Alexander Graham Bell invented the telephone. Bell had always been interested in the science of sound because both his wife and mother were deaf. Eventually, all his experiments with sounds led to him to want to send voice signals down a telegraph wire. Bell got funding to hire an assistant, Thomas Watson, to help create the telephone. On August 10, 1876, Bell and Watson made the first long-distance, around six miles, telephone.

Bell didn’t make the first transcontinental telephone call until January 15, 1915. He called Thomas Watson from New York while he was in San Francisco on the Candlestick telephone. By the twenties, telephones had become very common in homes and the workplace.
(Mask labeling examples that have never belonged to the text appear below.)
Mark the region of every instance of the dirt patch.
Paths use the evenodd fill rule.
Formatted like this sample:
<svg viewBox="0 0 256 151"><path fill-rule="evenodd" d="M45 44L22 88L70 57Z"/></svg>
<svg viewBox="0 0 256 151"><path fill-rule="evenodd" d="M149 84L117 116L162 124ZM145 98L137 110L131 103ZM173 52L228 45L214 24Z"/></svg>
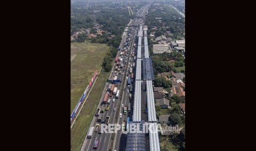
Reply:
<svg viewBox="0 0 256 151"><path fill-rule="evenodd" d="M77 49L77 47L75 47L74 45L72 44L72 45L70 45L70 49Z"/></svg>
<svg viewBox="0 0 256 151"><path fill-rule="evenodd" d="M74 59L75 59L76 56L77 56L77 54L74 54L71 56L70 62L74 60Z"/></svg>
According to www.elon.edu, there were 600,000 thousand in Bell’s telephone system in the early 1900s, by 1905 it had shot up to 2.2 million, and in the 1920s there were 5.8 million.

In the thirties, Bell started working on a new type of phone, something far different than the candlestick phones. These were known as the model telephones and were pretty popular in the 30s and 40s. Rotary phones became popular in the 50s, although they were actually developed in 1896 by John and Charles Erickson and their partner A.E. Keith. They weren’t frequently used until 1919 and were popular from the 50s through the mid-70s.

The eighties beheld the first mobile phone, Motorola DynaTAC 8000X, most commonly called a box phone. It was launched in 1983. Created by Martin Cooper, it originally sold for around $3,995 when it reached the market. This phone was the beginning of something big.

1999 was the year the Nokia phones came out and dominated the wireless market. Nokia was the best-selling mobile brand in the world. The next phone that started a craze was the Sharp J-phone which started in Japan and was the world’s first camera phone made by Sharp Corporation in November 2000s.

Next, there was the Blackberry with a color screen in 2003.

The next biggest phone was in 2007 with the iPhone touch, the phone that changed society forever. The phone was considered a big improvement from former phones. Its operating system allowed users to browse full webpages, triangulate positioning with Google maps and easily download apps.

Comparing the first phones to the current phones shows amazing leaps in technology. Phones today give everyone access to FaceTime, a camera, games and other useful apps with just a click of a button. If people in the 1870s saw what phones looked like nearly 150 years later, they would be amazed.  Imagine what it will be like in another 150 years.